Many commenters also argued that technical violations “should be subject to a separate set of sanctions that would not give rise to either FCA exposure or potentially ruinous repayment liability.” The report concluded by noting that although the Stark Law was intended to address risk in a FFS model, the “financial incentives that trigger overutilization concerns in an FFS payment model are largely or entirely eliminated in alternative payment models. Although the FFS payment model still exists, the comments show that the Stark law and its regulations have presented challenges to providers attempting to implement health care reform.”
While the report has yet to prompt any type of comprehensive legislation that is being seriously considered in Congress, it nonetheless provides recognition that the Stark Law has created a barrier to effective reform and highlights potential long-term solutions to reduce the law’s burden on providers.
Texas Loses Fight on Restrictive Abortion Law
In a decision being hailed as the most significant abortion rights ruling in decades, the Supreme Court on June 27 held unconstitutional a Texas law that rendered the operations of many abortion providers in that state illegal. In Whole Women’s Health v. Hellerstedt, the Court was asked to evaluate H.B. 2, a 2013 law that placed significant restrictions on Texas abortion providers, such as requiring abortion clinics to meet the standards of ambulatory surgery centers and mandating that physicians performing abortions have admitting privileges at a hospital within 30 miles of the clinic.
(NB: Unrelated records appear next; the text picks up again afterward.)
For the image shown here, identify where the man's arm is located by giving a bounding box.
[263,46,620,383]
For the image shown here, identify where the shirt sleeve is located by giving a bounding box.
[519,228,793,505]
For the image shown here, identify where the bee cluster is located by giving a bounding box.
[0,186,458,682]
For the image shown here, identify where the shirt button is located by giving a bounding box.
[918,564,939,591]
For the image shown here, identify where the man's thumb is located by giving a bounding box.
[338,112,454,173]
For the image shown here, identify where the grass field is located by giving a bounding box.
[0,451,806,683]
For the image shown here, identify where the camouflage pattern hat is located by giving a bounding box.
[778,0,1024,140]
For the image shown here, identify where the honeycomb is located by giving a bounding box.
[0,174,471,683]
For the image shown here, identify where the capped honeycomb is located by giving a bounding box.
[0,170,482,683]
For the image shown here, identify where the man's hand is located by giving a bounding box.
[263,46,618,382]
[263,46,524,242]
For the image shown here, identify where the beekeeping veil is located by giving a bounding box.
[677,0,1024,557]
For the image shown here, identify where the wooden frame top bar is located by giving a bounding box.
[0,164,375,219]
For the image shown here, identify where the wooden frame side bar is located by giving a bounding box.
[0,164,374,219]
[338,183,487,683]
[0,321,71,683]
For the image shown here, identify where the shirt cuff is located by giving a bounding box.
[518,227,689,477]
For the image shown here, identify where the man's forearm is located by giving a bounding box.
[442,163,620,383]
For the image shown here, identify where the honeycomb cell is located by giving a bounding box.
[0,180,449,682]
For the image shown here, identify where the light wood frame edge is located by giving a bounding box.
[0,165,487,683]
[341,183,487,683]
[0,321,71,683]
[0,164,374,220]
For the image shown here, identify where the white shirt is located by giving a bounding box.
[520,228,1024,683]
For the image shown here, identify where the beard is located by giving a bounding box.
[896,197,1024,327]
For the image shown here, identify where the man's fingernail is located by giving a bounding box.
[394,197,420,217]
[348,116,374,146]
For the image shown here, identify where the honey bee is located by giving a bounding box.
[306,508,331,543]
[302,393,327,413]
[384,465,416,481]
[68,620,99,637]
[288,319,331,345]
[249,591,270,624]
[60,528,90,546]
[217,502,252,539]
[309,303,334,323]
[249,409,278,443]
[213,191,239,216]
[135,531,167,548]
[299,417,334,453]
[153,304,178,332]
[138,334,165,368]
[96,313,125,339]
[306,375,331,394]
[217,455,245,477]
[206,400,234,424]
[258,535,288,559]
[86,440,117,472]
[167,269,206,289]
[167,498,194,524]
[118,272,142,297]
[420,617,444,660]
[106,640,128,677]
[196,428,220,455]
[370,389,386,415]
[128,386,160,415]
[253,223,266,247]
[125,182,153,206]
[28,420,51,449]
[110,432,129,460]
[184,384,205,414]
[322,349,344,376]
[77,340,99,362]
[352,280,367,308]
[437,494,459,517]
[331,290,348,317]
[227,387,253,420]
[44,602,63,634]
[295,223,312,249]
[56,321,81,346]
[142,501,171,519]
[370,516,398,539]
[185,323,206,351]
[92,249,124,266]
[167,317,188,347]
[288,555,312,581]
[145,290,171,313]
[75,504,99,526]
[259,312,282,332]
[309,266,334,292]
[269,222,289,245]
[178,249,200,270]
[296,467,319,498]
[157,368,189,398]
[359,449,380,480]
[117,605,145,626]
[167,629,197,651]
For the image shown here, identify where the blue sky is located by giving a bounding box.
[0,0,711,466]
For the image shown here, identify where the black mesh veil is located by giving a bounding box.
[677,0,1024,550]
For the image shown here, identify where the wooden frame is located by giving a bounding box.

While supporters argued the law was necessary for patient safety, opponents, citing the 1992 Supreme Court case of Planned Parenthood of Southeastern Pennsylvania v. Casey, asserted that H.B. 2 impermissibly imposed an undue burden on a woman’s right to an abortion. In holding for the law’s challengers, Justice Breyer determined that the Texas law did in fact place an undue burden on women seeking an abortion and thus violated the 1992 decision in Casey. Breyer was joined by Justices Kennedy, Ginsburg, Sotomayor and Kagan.
Justice Alito authored the dissent, which argued on procedural grounds that the case shouldn’t have come to the Court. Justice Thomas, in a separate dissent, cited Casey and opined that the Court ruled incorrectly because the legislatures, and not courts, should determine medical necessity.
The decision has had an immediate impact, resulting in the Supreme Court’s refusal to hear appeals from Wisconsin and Mississippi to restore laws restricting access to abortion. In the wake of the decision, Planned Parenthood launched a campaign seeking invalidation of similarly restrictive laws in a half-dozen other states.